The German dressing room is close to silent. Down the tunnel they can hear their victorious Croatian counterparts loudly singing, jubilant in uncontainable joy at winning their first ever FIFA U-17 World Cup knockout game 2-0 against the much-fancied Germans. Captain Felix Passlack takes the responsibility, standing to deliver a speech to his disconsolate team-mates.
“I said to them that it is sad that the boys won’t play any more for the U-17,” Passlack said in an interview with FIFA.com. “But everybody is now going to go their own way and work hard. We will see them at another tournament.”
That steadfast and steely drive is emblematic of Passlack’s style of play, a direct and exciting right winger. The Borussia Dortmund player tried to lead by example in the side’s Round of 16 exit, getting on the ball at every opportunity. However, he either found the inspired Adrian Semper in the Croatian goal, or his team-mates were unable to capitalise on the opportunities he created.
It was not so in the DFB-Nachwuchs’ opening two games at Chile 2015, where they caught the eye in dismantling Australia, and then Argentina. Both dazzling four-goal displays saw Passlack score in each game. Their Group C campaign concluded with defeat to Mexico, and that loss was compounded by their exit at the hands of their European counterparts. Were the Germans too confident after their blistering start?

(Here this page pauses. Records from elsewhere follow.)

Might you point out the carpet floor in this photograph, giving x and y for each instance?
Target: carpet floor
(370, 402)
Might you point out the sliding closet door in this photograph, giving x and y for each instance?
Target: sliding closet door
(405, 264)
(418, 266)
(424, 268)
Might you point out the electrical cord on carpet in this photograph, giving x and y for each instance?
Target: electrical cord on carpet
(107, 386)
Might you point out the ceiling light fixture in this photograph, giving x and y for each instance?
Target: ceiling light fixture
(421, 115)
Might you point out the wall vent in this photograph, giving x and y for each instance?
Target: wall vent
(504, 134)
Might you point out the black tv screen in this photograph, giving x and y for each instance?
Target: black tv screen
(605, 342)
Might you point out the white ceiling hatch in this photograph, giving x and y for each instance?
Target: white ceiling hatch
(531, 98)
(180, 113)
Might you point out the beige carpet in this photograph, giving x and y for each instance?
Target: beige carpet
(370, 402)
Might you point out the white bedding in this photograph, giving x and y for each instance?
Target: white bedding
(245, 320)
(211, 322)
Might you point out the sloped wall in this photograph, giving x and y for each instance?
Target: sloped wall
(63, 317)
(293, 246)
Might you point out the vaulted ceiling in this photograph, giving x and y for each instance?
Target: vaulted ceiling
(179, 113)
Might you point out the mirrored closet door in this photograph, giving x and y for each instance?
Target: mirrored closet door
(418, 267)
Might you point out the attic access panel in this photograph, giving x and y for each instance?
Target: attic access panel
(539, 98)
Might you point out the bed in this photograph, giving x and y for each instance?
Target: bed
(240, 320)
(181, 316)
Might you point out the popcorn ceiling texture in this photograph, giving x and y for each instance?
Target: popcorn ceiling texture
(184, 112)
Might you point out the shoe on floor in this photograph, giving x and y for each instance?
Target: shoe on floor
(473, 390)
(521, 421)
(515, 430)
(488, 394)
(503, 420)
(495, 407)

“No, we did not feel we were favourites,” Passlack said. “We knew before the tournament that there was a lot of quality in our team but the other sides were also at a good level. That showed in the results from the last two games. It’s hard to tell right now what went wrong but we will analyse the games together.”
*Passlack delivers his answers with a confident self-assuredness, while also exuding a humility that is not present in the average 17-year-old. And that is because he is far from average, as displayed by his philosophical outlook so close to his side’s exit at a global finals.
“You learn more from losing games than you do from winning them,” Passlack reflected. “We had a great time here in Chile, but now of course it is disappointing.”
There was a touching moment of Fair Play from Passlack in the closing moments after Croatia had broken away to score their second and seal their progress. The German No2 and Croatia’s Josip Brekalo tangled briefly before shaking hands and exchanging a few words, with Passlack’s reluctant smile revealing it was a friendly discussion.
“I just told him that he’s a really good player and I wish him the best for the rest of the tournament.”
Leading by example on and off the pitch, Passlack has his own role model to look up to as well. He names the man who scored one of the most famous goals in German history, Mario Gotze, as his idol. Passlack will be hoping that he and his team-mates can learn significant enough lessons from their Chilean schooling, and follow the lead of Gotze and Co in reaching the later stages of global finals in years to come.